The main challenge in advancing pan-cancer drugs is the rarity of the tumor biomarkers themselves, which makes it difficult to identify the patients to enroll in studies. In this regard, real-world data repositories containing cancer patients' molecular and outcomes data are also proving valuable in generating hypotheses. The FDA has inked a research alliance with Flatiron to explore how its clinico-genomics database could be a source of real-world evidence on the safety and efficacy of drugs.
Michael Korn, chief medical officer at Caris Life Sciences, noted the possibility of using the molecular and outcomes data the company has gathered to create a synthetic control arm of patients receiving standard of care, which can then be compared against patients who received a new therapy. "Many drugmakers are moving in that direction, and the FDA has been open to the idea," he said.
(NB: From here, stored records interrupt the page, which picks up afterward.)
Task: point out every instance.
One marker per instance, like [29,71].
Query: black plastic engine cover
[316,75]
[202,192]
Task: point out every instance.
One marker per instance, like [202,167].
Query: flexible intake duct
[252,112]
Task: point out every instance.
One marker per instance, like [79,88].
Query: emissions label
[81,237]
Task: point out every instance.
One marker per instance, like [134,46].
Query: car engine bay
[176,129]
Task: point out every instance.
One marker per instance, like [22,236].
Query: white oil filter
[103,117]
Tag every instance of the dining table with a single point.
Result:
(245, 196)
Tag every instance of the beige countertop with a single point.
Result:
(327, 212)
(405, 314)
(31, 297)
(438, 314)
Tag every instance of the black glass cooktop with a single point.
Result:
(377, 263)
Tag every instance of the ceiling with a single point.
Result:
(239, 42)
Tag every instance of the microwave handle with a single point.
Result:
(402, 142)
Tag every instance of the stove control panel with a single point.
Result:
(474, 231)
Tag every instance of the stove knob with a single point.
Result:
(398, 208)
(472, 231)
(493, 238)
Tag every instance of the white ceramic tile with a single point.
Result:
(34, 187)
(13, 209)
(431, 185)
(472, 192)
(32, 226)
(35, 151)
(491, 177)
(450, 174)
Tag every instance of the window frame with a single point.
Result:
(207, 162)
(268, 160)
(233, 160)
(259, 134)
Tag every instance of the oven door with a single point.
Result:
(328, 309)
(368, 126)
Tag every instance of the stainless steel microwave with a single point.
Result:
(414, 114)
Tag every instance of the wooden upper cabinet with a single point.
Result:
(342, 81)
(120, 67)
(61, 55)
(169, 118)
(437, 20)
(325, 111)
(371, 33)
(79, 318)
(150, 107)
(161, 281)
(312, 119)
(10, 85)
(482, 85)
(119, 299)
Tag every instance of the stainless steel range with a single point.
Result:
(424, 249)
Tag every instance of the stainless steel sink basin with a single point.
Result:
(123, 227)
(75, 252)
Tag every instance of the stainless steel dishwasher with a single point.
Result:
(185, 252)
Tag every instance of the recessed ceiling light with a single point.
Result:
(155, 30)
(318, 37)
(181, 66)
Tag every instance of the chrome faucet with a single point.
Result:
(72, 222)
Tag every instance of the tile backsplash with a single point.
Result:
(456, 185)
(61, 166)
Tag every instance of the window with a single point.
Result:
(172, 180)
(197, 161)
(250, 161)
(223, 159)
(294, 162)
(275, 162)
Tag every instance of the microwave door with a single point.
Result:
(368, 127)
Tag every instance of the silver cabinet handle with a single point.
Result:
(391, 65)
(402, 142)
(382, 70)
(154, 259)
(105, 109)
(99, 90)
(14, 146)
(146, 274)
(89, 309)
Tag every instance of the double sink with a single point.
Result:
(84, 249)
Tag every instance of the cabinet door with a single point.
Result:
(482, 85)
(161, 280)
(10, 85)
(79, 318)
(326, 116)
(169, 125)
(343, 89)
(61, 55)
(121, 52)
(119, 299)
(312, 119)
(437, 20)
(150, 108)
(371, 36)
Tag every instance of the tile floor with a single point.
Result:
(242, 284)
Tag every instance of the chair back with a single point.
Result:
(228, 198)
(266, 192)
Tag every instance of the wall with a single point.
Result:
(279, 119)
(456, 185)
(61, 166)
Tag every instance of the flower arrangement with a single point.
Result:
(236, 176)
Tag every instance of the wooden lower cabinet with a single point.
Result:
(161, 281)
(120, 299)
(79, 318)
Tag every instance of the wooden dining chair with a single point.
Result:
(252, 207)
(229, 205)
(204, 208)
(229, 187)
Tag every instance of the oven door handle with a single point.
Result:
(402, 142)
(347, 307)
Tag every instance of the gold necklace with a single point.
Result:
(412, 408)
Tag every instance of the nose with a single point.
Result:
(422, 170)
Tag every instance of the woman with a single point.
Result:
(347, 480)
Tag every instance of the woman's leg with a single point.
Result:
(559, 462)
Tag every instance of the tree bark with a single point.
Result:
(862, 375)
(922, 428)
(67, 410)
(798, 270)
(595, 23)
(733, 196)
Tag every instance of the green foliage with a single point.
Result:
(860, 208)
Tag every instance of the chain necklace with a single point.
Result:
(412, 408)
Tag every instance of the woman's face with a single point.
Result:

MSK's study looking at the tissue-agnostic nature of tumor mutational burden is another good example of how real-world evidence can be used, Morris said, adding that this type of data is a "valuable resource" for generating or validating hypotheses. But, real-world evidence is also prone to selection bias due to factors that lead to certain types of patients getting tested or receiving a type of treatment, he cautioned, and for this reason it should be used very carefully.
Although pan-cancer indications present their own set of challenges and risks for drugmakers, experts involved in these types of studies are already seeing a shift in industry's interest in pan-cancer approaches (read more about this in the second article in this series).
When Kurzrock reached out to drugmakers several years ago to see if they would get involved in tissue-agnostic studies, there wasn't much interest. "Nobody really wanted to do it because they felt that there was no pathway to the FDA," she said. "I think that's changed now" with Merck and Loxo having successfully navigated the FDA regulatory process.